Мне было лет тринадцать-четырнадцать, когда реквизитор из театра, где мы выступали, увидел, как я чищу и смазываю механизм, и между нами завязался разговор. Его заинтересовал Абдулла, а я нервничал, боясь, что если он начнет дознаваться, как эта штука работает, то обнаружит обман. Но мне можно было не беспокоиться. Он сразу же догадался, что к чему. «Странно, что кому-то пришло в голову поместить такую первоклассную начинку в эту глупую рухлядь, — сказал он. — Ты не знаешь, кто соорудил эту штуковину?» Я не знал. «Готов на что угодно поспорить, это дело рук часового мастера, — сказал он. — Я вот тебе растолкую». И он прочел мне лекцию, которая длилась не меньше часа; это были азы часового дела, рассказ об удивительной сложности часового механизма, который в своей основе довольно прост и использует лишь два-три закона механики. Не буду делать вид, что любой смог бы понять его так, как я, но я ведь рассказываю вам все это не для того, чтобы заслужить репутацию скромника. Я слушал со всем энтузиазмом любопытного мальчишки, у которого не было никакой другой пищи для ума. Я надоедал реквизитору, если только у него выдавалась свободная минута, требуя новых объяснений и демонстраций. Мальчишкой он учился на часовщика (кажется, он был датчанином, но я так и не удосужился выяснить его фамилию; знаю только, что звали его Генри) и был милым, дружелюбным парнем. На третий день — наш последний в этом городе — он открыл свои часы, вытащил механизм и показал, как его разобрать на отдельные детальки. Я чувствовал себя так, словно передо мной приоткрылись райские врата. К этому времени я уже в совершенстве владел своими руками (бесконечные тренировки в чреве Абдуллы не прошли даром) и потому решился просить его — пусть разрешит мне разобрать и собрать его часы. Он не позволил — он дорожил своими часами и, хотя я и подавал кой-какие надежды, не был готов к такому риску. Но в тот же вечер по окончании последнего представления он позвал меня и вручил карманные часы — огромную старинную луковицу в анодированном корпусе. «Испытай свои способности на них, — сказал он. — А когда снова будешь у нас, посмотрим, что у тебя получилось».
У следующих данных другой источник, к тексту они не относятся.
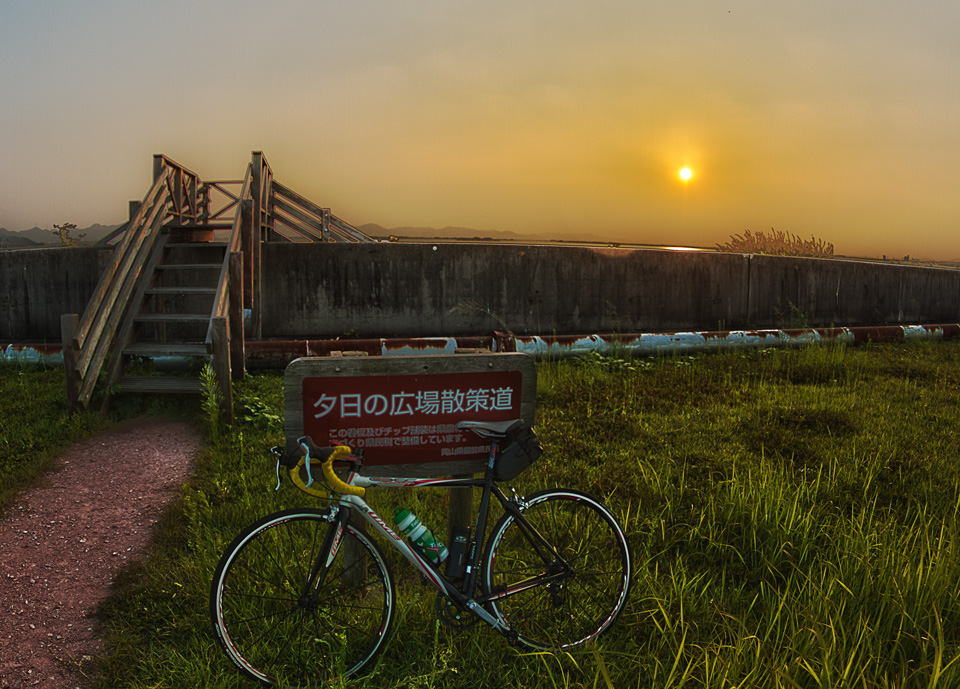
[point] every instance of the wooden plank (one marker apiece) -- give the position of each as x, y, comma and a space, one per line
172, 318
111, 321
221, 366
312, 224
118, 359
68, 324
346, 228
386, 367
197, 349
237, 347
122, 255
300, 231
161, 384
182, 291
Получилось у меня просто здорово. В течение следующего года я разбирал и собирал эти часы бессчетное число раз. Я их подновлял, чистил и смазывал, я отлаживал регулятор хода, пока они не превратились в хронометр настолько точный, насколько это позволяли их возраст и возможности. Я жаждал умножения знаний и как-то раз, когда представилась такая возможность, украл наручные часы — в те годы они еще были в новинку — и, к своему удивлению, обнаружил, что их начинка мало чем отличается от начинки моей луковицы, разве что наручные внутри были куда грубее. Так я и получил основы знаний по механике. Скоро обманный механизм Абдуллы работал у меня как часы, я даже немного усовершенствовал его и заменил некоторые изношенные детальки. Я убедил Виллара держать колесики и пружинки Абдуллы открытыми в течение всего представления, а не только во время его вступительного слова. Мою собственную внутреннюю рукоятку я переместил на более удобное для меня место и с ее помощью стал изменять скорость вращения колесиков, когда Абдулла собирался проделать свой очередной умный фокус. Виллару это не нравилось. Он не одобрял моих нововведений и не хотел, чтобы у меня возникали всякие мысли о моем положении.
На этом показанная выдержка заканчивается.